Still, taking the pills seemed like it would threaten her control just a little too completely, so she pushed them aside just as the phone rang.
He got up and got it. He listened for a moment, and then without a word, brought her the receiver. The line of his mouth was turned downward, and he raised an eyebrow at her.
How could it be for her?
Puzzled, she took it.
“Amy, what is going on? Are you with a man?”
Ah. The miracles of modern technology. Yesterday, when her cell phone had not worked, she had called from here. The number must have come up on her mother-in-law, Cynthia’s, caller ID unit.
“Hello, Cynthia. Please calm down, everything is fine.”
“What do you mean everything is fine! And do not tell me to calm down in that snotty tone of voice, young lady. You have my grandson and you are with a man. Who is that man?”
Somehow, everything Amy was running from was in that strident tone. Judgment. Lack of trust. Disapproval.

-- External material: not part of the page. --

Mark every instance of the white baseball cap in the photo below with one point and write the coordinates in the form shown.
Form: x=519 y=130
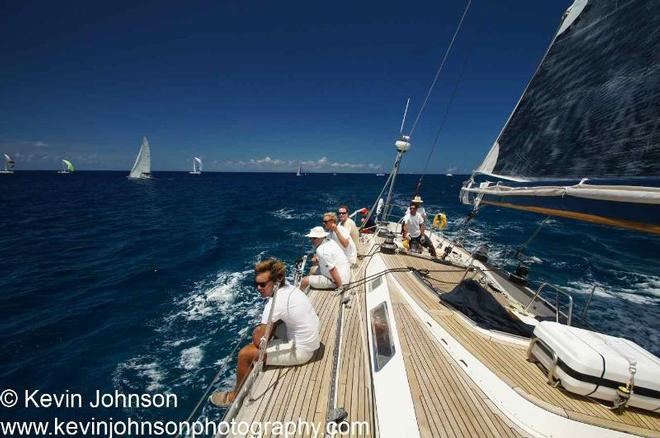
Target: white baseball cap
x=317 y=232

“He’s—” Amy glanced at him. The explanation seemed complicated. And would confirm every single thing Cynthia already thought. Amy really wasn’t ready to admit she had lost her way yet, especially not to her supercritical, always ready to pounce mother-in-law. If towels not folded correctly could bring that pinched look of pained forbearance, how much worse was this going to be?
Amy took a deep breath and turned away from Ty so she didn’t have to see his reaction to what she was about to say. “I’m having trouble with the laundry. He’s the washer repairman.”

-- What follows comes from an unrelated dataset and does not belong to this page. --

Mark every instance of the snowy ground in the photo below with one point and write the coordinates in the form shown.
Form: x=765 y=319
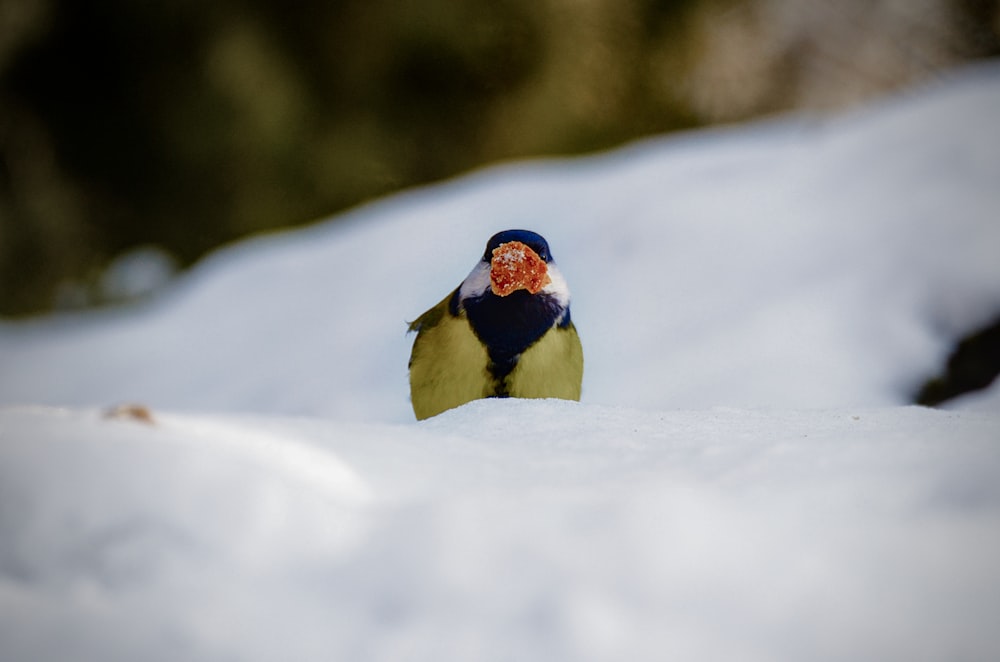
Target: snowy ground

“How come the washer repairman is answering the phone?” Cynthia asked, her voice shrill and full of suspicion.
“Uh, how come he answered the phone? Uh—” And suddenly, Ty was standing in front of her. He held out his hand.
It would be downright cowardly to give him the phone and let him handle her mother-in-law.
She looked into his eyes, saw the man she was trusting with her life and the life of her baby, and surrendered the phone.
He took it and winked at her. Winked!
“This is the washer repairman,” he said, his voice solemn. “We are having an emergency. Brown blotches. It’s not a good time to talk.”
And then he hung up the phone, crossed his arms and gazed at Amy.
“She’s going to phone right back,” Amy warned him.
The phone started to ring.
Ty reached behind Amy’s back and pulled the plug from the wall.
There was so much he could say. But he didn’t. And there was so much she could say, but she didn’t, either.
She giggled. And then giggled again.
He smiled, and then he laughed. His laughter was possibly the most beautiful sound she had ever heard. It was rich and clean and without any kind of mockery in it. No reprimand about lying. No advice about how to handle her pushy mother-in-law.
The laughter flowed out of him, like water tumbling over rocks, and suddenly with absolutely no warning a sweet feeling of absolute freedom filled Amy.
For the first time since she had married Edwin, Amy did not feel trapped at all. She savored the irony of that. She was trapped, really, by all the snow.
“You know what, Amy?” Ty finally said, wiping at his eyes. “I think it’s time to have some fun.”
“No offense,” she said, wiping at her eyes, too, “but you don’t look like you know that much about having fun.”
His eyes went to her lips and locked there. That slow smile played across the sinfully sensuous line of his mouth.
He moved very close to her. His lips were so close to her ear, she could feel the heat of his breath on her skin.
“I guess,” he growled, “that would depend on how you defined fun.”